If you're storing your data with a Partition Key of <type>-<id>
, you're supporting the access pattern "retrieve an item by ID". You've correctly noted that you cannot use begins_with
on a Partition Key, leaving you without a clear cut way to get a collection of items of that type.
I think you're on the right track with creating a Partition Key of <type>
(e.g. Users
, Devices
, etc) with a meaningful Sort Key. However, since your items aren't evenly distributed across the table, you're faced with the possibility of a hot partition.
One way to solve the problem of a hot partition is to use an external cache, which would prevent your DB from being hit every time.
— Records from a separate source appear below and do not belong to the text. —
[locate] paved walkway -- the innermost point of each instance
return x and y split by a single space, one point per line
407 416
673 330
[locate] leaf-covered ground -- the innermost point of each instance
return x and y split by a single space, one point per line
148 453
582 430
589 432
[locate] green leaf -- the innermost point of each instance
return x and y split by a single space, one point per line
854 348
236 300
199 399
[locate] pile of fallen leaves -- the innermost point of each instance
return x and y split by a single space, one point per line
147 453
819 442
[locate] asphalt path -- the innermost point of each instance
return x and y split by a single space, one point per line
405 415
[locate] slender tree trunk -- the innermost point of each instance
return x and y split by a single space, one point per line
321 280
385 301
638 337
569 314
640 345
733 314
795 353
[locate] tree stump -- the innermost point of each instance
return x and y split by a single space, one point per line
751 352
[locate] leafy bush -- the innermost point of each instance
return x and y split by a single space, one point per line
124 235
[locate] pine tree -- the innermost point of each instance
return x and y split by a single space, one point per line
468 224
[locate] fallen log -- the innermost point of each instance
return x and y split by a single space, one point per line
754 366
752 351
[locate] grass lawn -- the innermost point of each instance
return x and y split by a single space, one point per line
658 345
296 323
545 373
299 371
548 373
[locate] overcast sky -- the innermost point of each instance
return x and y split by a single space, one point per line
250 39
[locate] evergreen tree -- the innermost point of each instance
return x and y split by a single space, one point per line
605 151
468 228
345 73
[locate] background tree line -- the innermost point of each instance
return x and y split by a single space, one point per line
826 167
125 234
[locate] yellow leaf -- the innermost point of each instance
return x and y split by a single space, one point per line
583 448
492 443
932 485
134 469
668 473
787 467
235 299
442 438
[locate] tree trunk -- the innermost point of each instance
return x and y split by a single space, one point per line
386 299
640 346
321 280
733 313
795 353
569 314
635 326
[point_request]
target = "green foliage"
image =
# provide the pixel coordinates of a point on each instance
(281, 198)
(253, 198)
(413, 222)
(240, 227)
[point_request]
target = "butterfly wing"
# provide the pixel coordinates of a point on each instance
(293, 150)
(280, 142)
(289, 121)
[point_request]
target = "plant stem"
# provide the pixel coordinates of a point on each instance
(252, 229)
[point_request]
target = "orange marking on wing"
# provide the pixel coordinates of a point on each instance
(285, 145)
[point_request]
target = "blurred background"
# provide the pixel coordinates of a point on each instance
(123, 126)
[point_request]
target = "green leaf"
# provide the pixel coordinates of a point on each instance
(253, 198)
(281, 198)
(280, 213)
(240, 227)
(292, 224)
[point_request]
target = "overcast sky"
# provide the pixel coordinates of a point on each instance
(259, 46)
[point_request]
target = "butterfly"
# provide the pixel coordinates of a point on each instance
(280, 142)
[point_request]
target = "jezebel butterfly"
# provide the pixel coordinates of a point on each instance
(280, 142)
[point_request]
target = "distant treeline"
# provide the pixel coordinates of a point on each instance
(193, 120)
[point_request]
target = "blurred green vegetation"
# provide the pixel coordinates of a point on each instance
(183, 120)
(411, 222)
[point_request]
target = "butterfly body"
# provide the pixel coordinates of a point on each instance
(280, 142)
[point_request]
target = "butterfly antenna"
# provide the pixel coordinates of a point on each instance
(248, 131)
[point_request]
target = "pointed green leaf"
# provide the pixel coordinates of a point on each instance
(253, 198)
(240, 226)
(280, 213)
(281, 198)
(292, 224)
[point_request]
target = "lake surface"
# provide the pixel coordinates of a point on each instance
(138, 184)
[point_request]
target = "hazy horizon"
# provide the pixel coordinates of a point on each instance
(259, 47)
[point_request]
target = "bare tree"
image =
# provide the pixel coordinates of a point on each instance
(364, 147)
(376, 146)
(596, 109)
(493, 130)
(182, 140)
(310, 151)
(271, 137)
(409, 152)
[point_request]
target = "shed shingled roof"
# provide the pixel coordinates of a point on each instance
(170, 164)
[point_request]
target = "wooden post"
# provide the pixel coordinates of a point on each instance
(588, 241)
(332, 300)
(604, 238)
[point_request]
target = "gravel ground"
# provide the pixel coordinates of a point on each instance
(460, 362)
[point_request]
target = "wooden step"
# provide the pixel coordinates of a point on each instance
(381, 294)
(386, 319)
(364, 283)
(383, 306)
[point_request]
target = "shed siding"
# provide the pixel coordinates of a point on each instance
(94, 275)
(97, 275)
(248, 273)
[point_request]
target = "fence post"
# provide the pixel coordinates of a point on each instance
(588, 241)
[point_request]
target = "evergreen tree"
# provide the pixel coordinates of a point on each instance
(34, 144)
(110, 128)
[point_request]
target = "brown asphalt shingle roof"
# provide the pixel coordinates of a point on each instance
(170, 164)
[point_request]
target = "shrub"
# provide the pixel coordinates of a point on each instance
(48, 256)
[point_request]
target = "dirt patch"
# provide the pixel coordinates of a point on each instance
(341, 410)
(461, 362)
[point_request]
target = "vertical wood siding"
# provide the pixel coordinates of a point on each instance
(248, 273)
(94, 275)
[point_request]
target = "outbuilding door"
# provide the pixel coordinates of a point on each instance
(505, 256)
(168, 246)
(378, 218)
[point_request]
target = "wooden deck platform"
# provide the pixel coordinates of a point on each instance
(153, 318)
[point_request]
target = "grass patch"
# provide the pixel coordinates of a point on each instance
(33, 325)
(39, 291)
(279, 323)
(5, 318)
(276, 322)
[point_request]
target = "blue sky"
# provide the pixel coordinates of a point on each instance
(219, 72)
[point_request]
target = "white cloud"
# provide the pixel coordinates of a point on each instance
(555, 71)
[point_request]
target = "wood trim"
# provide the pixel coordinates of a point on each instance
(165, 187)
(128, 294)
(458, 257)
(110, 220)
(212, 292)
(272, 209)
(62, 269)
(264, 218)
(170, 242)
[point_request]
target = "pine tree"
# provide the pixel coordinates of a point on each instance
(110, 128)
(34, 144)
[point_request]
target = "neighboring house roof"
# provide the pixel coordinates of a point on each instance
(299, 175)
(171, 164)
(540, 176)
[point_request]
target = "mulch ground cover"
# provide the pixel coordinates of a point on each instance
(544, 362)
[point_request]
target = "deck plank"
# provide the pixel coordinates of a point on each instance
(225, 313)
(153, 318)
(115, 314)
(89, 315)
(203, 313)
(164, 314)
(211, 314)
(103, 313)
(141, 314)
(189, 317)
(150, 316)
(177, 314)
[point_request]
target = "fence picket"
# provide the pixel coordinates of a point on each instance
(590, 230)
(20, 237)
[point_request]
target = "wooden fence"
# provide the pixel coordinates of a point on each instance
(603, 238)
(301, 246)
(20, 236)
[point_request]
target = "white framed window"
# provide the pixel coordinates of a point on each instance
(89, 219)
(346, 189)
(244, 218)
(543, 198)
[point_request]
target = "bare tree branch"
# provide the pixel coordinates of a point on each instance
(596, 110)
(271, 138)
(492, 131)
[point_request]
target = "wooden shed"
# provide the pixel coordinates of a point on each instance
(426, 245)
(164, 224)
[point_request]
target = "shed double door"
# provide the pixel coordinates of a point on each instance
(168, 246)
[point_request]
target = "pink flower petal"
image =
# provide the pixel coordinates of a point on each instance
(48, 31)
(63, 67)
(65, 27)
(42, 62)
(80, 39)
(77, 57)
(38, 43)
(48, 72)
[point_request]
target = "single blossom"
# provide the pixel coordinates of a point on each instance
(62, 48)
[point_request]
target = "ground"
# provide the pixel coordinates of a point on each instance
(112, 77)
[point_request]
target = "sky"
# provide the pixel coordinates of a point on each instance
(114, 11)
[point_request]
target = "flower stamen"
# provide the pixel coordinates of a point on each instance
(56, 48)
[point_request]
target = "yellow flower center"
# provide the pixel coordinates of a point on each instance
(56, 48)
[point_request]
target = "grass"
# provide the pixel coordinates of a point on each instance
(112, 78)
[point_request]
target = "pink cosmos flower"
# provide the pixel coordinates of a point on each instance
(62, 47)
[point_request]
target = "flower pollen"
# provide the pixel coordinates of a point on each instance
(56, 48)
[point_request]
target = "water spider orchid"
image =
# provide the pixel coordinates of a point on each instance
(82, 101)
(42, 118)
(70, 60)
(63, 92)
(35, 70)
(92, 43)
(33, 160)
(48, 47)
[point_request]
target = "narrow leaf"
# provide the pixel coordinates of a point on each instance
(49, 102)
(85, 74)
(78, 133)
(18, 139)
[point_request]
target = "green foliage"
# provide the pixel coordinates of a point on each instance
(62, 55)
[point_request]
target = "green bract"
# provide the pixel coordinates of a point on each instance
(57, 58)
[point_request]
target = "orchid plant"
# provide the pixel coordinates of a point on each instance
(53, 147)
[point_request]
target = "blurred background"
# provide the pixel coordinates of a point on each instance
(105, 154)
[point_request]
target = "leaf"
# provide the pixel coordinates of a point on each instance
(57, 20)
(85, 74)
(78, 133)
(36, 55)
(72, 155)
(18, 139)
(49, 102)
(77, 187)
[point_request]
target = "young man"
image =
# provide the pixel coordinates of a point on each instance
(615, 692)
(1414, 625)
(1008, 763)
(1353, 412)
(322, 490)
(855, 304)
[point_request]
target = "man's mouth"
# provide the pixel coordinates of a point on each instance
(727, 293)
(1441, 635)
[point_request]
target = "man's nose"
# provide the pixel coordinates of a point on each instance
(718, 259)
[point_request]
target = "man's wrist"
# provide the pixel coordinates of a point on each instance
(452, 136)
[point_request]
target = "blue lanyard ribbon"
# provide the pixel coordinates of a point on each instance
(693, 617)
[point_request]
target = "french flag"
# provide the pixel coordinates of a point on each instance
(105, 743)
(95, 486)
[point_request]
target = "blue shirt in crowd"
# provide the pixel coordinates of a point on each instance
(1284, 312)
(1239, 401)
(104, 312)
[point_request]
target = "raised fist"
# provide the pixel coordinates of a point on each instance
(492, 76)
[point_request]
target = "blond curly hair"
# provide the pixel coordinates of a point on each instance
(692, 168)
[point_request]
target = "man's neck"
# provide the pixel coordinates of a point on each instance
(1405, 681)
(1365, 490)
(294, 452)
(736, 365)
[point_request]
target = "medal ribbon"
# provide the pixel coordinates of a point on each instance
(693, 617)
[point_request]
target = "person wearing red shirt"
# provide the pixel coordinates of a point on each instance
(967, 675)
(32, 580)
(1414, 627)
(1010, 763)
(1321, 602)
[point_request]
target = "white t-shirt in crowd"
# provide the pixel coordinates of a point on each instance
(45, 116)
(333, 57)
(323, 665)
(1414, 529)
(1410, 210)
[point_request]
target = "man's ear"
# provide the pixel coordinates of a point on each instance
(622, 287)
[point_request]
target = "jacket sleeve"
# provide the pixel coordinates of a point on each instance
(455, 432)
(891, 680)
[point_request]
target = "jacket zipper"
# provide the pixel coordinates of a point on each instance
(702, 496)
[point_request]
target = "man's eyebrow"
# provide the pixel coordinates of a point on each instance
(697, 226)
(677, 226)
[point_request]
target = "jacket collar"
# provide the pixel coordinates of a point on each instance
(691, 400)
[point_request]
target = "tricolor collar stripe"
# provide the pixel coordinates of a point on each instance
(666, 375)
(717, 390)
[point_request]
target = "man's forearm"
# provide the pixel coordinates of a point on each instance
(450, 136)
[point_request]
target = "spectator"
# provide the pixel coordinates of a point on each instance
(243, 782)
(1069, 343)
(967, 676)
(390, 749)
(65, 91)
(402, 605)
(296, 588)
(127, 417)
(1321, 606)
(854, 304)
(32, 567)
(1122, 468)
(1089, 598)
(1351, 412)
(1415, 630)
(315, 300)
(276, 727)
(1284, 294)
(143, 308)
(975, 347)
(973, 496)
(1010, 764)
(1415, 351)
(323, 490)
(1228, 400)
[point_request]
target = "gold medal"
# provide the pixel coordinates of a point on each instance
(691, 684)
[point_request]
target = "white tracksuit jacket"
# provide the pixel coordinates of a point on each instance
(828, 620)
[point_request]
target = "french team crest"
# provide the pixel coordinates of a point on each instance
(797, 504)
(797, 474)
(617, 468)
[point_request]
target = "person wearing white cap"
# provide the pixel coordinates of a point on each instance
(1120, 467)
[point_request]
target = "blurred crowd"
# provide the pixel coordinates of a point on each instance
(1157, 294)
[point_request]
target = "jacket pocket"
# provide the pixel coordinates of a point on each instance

This comes with added complexity that you may not want to introduce to your application, but it's an option.
You also have the option of distributing the data across partitions in DynamoDB, effectively implementing your own cache. For example, lets say you have a web application that has a list of "top 10 devices" directly on the homepage. You could create partitions DEVICES#1
,DEVICES#2
,DEVICES#3
,...,DEVICES#N
that each stores the top 10 devices. When your application needs to fetch the top 10 devices, it could randomly select one of these partitions to get the data. This may not work for a partition as large as Users
, but is a pretty neat pattern to consider.
Extending this idea further, you could partition Devices by some other meaningful metric (e.g. <manufactured_date>
or <created_at>
). This would more uniformly distribution your Device
items throughout the database. Your application would be responsible for querying all the partitions and merging the results, but you'd reduce/eliminate the hot partition problem. The AWS DynamoDB docs discuss this pattern in greater depth.
There's hardly a one size fits all approach to DynamoDB data modeling, which can make the data modeling super tricky! Your specific access patterns will dictate which solution fits best for your scenario.